A 2012 study by Geoge I. Papkostas and colleagues found that 15mg/day of the nutritional supplement l-methylfolate calcium (a form of the B vitamin folate that the body can more readily use) improved depression in people who had not responded adequately to treatment with a selective serotonin reuptake inhibitor (SSRI) antidepressant. In a follow-up study by Richard C. Shelton and colleagues published in the Journal of Clinical Psychiatry in 2015, the same researchers further analyzed these data and found that l-methylfolate worked better in patients who were overweight (with body mass indexes (BMIs) of 30 or above) and those who had higher than average levels of inflammation at the beginning of the study. Inflammatory markers linked to greater improvement with l-methylfolate included TNF-alpha, IL-8, high sensitivity CRP, and leptin. In overweight participants, higher than average levels of IL-6 were also linked to more improvement on l-methylfolate.

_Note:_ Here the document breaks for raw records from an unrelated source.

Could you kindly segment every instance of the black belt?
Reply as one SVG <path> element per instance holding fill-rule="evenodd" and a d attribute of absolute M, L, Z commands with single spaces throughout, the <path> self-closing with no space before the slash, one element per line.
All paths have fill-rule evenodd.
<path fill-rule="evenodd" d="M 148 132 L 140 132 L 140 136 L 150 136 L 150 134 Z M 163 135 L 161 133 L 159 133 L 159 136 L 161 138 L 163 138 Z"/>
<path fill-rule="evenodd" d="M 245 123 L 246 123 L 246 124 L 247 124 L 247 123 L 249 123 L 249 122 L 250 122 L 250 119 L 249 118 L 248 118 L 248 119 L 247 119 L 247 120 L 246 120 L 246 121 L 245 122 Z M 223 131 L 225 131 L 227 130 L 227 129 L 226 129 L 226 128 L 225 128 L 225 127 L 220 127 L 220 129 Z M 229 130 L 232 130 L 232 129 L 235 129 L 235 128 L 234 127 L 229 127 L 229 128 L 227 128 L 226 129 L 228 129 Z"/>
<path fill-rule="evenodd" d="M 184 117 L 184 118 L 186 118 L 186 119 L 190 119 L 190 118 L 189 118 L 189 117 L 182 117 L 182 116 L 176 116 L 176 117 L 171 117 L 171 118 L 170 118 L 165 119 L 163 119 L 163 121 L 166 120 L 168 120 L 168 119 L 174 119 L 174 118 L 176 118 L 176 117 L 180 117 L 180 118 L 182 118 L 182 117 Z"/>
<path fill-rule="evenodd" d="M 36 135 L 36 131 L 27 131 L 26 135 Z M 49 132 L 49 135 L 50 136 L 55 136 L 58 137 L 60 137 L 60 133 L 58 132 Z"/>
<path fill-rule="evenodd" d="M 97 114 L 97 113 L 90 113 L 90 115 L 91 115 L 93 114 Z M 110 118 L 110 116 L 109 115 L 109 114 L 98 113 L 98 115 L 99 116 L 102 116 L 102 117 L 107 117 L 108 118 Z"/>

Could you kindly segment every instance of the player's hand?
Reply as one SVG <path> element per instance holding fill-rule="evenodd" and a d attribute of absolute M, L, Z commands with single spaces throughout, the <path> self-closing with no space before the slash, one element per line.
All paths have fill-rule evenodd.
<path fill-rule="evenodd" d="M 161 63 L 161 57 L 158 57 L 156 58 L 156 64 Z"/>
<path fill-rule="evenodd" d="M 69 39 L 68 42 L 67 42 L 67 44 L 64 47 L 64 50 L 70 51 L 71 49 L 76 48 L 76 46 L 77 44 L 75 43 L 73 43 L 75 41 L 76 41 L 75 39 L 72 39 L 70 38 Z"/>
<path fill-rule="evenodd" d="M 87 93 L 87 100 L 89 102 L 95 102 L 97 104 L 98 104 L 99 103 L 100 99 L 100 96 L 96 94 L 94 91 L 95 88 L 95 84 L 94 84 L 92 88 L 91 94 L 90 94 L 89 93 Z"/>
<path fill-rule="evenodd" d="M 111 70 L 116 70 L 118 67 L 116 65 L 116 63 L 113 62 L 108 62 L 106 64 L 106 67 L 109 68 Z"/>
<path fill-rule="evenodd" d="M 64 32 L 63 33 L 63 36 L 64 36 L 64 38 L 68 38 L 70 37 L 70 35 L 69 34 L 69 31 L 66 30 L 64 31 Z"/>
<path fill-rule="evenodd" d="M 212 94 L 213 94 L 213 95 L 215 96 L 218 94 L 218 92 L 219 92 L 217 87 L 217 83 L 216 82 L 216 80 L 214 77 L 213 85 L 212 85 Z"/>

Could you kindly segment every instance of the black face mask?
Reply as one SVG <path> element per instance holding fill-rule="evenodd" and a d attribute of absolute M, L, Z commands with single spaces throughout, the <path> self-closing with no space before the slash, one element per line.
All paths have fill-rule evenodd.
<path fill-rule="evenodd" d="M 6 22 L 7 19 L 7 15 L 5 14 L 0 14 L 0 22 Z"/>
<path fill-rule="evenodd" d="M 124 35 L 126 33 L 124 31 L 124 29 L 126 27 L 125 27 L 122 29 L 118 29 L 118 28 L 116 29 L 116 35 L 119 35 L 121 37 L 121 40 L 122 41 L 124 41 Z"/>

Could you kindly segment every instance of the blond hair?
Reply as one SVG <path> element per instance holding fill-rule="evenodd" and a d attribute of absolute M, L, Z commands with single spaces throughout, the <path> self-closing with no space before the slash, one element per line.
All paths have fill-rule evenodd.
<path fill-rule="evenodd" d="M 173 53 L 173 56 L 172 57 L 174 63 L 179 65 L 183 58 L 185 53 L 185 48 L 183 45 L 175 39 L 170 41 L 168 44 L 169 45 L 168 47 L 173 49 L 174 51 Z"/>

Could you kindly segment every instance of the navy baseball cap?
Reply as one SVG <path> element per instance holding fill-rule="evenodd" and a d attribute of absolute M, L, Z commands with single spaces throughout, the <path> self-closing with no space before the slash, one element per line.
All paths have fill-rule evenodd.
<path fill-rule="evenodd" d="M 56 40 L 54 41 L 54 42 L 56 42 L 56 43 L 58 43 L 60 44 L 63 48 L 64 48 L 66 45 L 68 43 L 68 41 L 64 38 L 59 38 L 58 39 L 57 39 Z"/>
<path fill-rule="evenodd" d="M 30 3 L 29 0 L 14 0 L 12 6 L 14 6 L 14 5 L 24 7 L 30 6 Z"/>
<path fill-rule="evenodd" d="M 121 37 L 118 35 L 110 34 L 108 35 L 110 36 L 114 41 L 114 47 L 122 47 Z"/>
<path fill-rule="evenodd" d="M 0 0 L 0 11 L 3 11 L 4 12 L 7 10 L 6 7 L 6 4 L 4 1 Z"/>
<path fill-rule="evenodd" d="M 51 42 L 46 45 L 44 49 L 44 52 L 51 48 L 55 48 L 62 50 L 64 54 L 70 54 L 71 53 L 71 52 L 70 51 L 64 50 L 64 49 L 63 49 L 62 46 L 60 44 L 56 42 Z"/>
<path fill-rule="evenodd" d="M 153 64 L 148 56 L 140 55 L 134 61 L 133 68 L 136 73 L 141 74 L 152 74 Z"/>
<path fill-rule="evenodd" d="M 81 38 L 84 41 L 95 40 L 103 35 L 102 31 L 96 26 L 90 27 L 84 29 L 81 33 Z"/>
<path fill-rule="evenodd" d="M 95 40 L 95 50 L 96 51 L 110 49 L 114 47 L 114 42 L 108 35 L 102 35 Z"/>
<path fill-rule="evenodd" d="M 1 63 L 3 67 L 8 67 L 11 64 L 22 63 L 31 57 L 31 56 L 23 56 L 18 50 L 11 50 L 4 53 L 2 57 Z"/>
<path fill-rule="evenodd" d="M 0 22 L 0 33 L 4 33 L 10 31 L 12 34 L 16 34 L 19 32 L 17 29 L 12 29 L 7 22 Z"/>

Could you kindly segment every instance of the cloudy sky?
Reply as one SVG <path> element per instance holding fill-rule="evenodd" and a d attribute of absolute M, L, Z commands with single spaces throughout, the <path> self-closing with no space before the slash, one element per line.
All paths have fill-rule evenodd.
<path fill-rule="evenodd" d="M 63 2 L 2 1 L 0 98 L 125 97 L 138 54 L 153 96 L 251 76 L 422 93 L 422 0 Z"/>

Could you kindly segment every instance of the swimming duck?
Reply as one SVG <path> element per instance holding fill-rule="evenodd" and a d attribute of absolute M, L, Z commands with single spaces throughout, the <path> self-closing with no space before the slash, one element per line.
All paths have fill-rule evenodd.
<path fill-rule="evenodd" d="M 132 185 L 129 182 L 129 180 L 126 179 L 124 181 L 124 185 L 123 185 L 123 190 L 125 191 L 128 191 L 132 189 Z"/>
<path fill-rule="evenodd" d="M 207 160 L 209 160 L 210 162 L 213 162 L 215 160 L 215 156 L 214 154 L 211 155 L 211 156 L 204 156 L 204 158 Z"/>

A 2016 study by Peter S. Bloomfield and colleagues in the American Journal of Psychiatry used PET scans to compare the activity of microglia, immune cells in the central nervous system, in healthy controls, people with schizophrenia, and those at high risk for the illness. It found that both people with schizophrenia and those at high risk had greater brain inflammation than the healthy controls.
The study was the first to show that microglial activity was elevated in people at high risk (who showed some preliminary symptoms of schizophrenia). The finding had a large effect size.
Microglial activity was also correlated with symptom severity in the high-risk participants. Increased microglial activity was not linked to depression, suggesting that it is specific to the development of psychosis.
These findings resemble those of other recent studies showing increased inflammation in people at high risk for psychosis.
The study suggests that increased microglial activity occurs before a first episode of psychosis. That means it could help identify people who may develop schizophrenia. The findings also suggest that anti-inflammatory treatment could theoretically be used to prevent psychosis.